14 Eylül 2010

Anayasa Referandumu

Bugün 13 Eylül 2010. Türkiye yeni bir döneme giriyor. Anayasa değişikliği referandumundan %58 “evet” çıktı. Doğudaki BDP boykotunu da hesaba katarsak bu yüzde 65-70’lere çıkacak. Zira 12 Eylül akşamı onlarca televizyondaki tüm yorumcular boykota giden vatandaşların sandığa gitselerdi tamamının da evet diyeceğinden emindi.

Bu sabah Ankara ve İstanbul Savcılıklarına Kenan Evren ve etrafındakiler hakkında suç duyurusu yapıldı. Zaman aşımı meselesi var. Yargılanıp yargılanmayacakları şüphelidir. Ama bu bile büyük aşamadır. Mesele 90 yaşındaki Evren’in yargılanması değil. Artık Ergenekoncular, Balyozcular ve bilumum darbe heveskârları kolay kolay böyle heveslere kapılamayacaklar.

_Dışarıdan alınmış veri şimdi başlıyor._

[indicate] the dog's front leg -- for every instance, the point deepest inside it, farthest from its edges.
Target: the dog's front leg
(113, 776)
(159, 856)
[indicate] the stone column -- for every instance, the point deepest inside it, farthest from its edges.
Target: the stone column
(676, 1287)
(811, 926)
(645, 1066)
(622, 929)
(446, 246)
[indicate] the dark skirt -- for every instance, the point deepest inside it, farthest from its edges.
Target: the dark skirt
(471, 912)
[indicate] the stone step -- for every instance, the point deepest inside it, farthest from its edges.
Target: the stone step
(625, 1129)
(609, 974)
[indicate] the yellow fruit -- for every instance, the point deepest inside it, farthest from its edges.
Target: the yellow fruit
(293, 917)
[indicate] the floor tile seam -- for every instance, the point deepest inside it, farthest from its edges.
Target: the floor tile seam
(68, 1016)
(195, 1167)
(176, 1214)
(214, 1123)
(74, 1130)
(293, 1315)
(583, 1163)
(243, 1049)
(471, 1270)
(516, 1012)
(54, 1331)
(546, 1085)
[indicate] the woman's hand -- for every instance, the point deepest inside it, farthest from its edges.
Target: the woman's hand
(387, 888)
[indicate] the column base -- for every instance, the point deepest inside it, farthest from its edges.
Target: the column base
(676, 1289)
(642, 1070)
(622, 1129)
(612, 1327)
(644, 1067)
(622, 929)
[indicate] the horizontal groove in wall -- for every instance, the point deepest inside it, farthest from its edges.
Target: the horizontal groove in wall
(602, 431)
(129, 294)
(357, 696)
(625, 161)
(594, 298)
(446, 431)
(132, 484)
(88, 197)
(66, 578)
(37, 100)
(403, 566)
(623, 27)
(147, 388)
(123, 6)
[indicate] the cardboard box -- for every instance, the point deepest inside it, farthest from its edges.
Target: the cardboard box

Bu referandum benim de ilk oy kullandığım seçim oldu. Daha önceki seçimlerde çeşitli sebeplerden ötürü oy kullanmamıştım. Siftahı da böyle yapmış olduk. Kütahya’da evetlerin oranı % 74 çıktı.

Referandumda ittifak yapan MHP ve CHP kurdukları hayır ittifakıyla ancak %42’ye ulaşabildiler. Bu yüzdenin içinde onlarca küçük parti olduğunu düşünürsek bu iki parti referandumun kaybedeni oldular. Tasvip edelim veya etmeyelim BDP siyaseten rüştünü ispatladı. Bu noktayı görmek gerekiyor. Tehditler vardı belki ama bu kadar yüksek oranda bir boykot beklemiyordum. Bölge halkı maalesef BDP ’nin; daha doğrusu Öcalan’ın dediğini yapıyor belli oranda. Açılım politikalarının niye gerçekleşmediğini de hesaba katarak Ak Parti kurmaylarının bu meseleyi doğru analiz etmesi lazım.

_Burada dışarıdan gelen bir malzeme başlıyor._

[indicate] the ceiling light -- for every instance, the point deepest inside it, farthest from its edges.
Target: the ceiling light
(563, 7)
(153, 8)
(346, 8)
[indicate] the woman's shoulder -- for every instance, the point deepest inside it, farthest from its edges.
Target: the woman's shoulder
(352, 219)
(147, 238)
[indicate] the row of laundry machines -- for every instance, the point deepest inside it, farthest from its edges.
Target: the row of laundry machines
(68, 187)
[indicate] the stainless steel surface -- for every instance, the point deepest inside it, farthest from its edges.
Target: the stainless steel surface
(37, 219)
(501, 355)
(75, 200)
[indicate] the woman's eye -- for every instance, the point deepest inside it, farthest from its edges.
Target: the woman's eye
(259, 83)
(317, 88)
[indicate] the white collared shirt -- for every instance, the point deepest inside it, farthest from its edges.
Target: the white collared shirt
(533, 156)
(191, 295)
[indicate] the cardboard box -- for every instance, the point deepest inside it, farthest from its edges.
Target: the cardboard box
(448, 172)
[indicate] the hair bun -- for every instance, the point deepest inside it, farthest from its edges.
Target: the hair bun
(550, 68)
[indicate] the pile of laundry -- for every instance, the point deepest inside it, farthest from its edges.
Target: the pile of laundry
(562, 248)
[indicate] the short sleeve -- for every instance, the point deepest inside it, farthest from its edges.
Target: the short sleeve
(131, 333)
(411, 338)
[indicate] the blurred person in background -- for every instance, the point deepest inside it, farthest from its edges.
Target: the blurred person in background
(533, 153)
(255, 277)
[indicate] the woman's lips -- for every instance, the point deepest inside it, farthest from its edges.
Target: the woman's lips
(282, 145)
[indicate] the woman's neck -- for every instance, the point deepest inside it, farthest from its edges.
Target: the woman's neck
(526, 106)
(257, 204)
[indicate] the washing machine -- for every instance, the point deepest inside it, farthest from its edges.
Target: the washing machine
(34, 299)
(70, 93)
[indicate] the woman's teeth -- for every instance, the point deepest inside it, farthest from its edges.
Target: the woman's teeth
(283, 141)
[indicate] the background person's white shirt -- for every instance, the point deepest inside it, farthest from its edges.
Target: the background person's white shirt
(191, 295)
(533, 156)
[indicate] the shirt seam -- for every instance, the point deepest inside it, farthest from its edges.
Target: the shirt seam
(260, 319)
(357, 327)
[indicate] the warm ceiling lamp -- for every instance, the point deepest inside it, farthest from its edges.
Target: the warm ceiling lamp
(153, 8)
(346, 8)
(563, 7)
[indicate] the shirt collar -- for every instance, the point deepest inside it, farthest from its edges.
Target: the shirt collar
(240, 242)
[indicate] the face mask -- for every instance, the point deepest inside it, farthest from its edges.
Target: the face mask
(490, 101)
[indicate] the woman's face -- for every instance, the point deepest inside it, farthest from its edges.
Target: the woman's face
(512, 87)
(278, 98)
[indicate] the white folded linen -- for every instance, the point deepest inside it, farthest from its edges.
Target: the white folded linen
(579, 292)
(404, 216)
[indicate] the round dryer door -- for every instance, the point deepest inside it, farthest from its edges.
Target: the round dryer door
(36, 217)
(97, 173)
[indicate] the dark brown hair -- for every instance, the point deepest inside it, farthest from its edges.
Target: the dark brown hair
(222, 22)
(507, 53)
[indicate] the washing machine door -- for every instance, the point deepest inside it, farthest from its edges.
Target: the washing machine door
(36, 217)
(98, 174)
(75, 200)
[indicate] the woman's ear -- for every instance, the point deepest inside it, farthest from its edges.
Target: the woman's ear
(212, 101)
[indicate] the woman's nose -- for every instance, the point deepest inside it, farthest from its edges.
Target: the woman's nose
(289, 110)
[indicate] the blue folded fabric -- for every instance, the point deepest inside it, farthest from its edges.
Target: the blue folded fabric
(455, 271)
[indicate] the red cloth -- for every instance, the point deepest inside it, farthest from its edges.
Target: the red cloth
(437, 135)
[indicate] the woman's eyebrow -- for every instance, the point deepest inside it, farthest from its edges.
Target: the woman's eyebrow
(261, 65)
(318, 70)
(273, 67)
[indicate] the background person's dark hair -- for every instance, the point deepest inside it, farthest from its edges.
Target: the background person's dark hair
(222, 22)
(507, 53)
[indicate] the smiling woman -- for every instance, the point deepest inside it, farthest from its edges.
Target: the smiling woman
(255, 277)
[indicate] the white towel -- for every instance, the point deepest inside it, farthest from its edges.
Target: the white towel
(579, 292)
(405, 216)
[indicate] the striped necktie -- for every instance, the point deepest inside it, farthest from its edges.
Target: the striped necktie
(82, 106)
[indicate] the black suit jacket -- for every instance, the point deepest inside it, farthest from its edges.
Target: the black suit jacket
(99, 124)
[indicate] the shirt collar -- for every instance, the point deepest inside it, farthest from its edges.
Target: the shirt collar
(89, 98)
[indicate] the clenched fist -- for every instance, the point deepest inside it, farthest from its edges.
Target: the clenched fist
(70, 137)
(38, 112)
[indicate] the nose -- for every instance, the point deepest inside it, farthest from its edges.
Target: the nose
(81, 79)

Ve halk oylaması gününün en trajik, en komik olayı: Hayır kampanyasının önderi Kemal Kılıçdaroğlu oy kullanamadı. Yani kendisi bile “hayır” diyemedi. İşin daha da trajikomik yanı ise bu ihtimalin 6 ağustos tarihinde Zaman Gazetesi’nde manşet olmasıydı. TRT’de Ekrem Dumanlı şunu açıkladı: Bu haberi yapan genç muhabirimiz bu ihtimali Kılıçdaroğlu’na sorduğunda CHP liderinin ‘yok öyle bir şey’ diyerek (yarı azarlama da içeren bir şekilde) bu soruyu geçiştirmişti. Daha ne desek boş, bu hadise siyasi tarihimizin en komik noktalarından biridir. Günlerce villa polemiği yapıp kendisinin villası ortaya çıkması, ya da İstanbul Büyükşehir Bld. Başkanlığı’na aday olup İstanbul’da kaybolması, her gittiği şehirde o şehrin meşhur ürünü( kayısı, fındık, incir...)üzerinden referandumdan bahsetmesi, herkesin bilmesine rağmen Kürt ve Alevi olduğunu anlamsız bir şekilde saklamaya çalışması, bugün şöyledir dediğini ertesi gün tam tersi yönde olarak iddia etmesi… Bilmiyorum ileride bu günler nasıl hatırlanacak.

Yeni değişiklikler vatana millete hayırlı olur inşallah.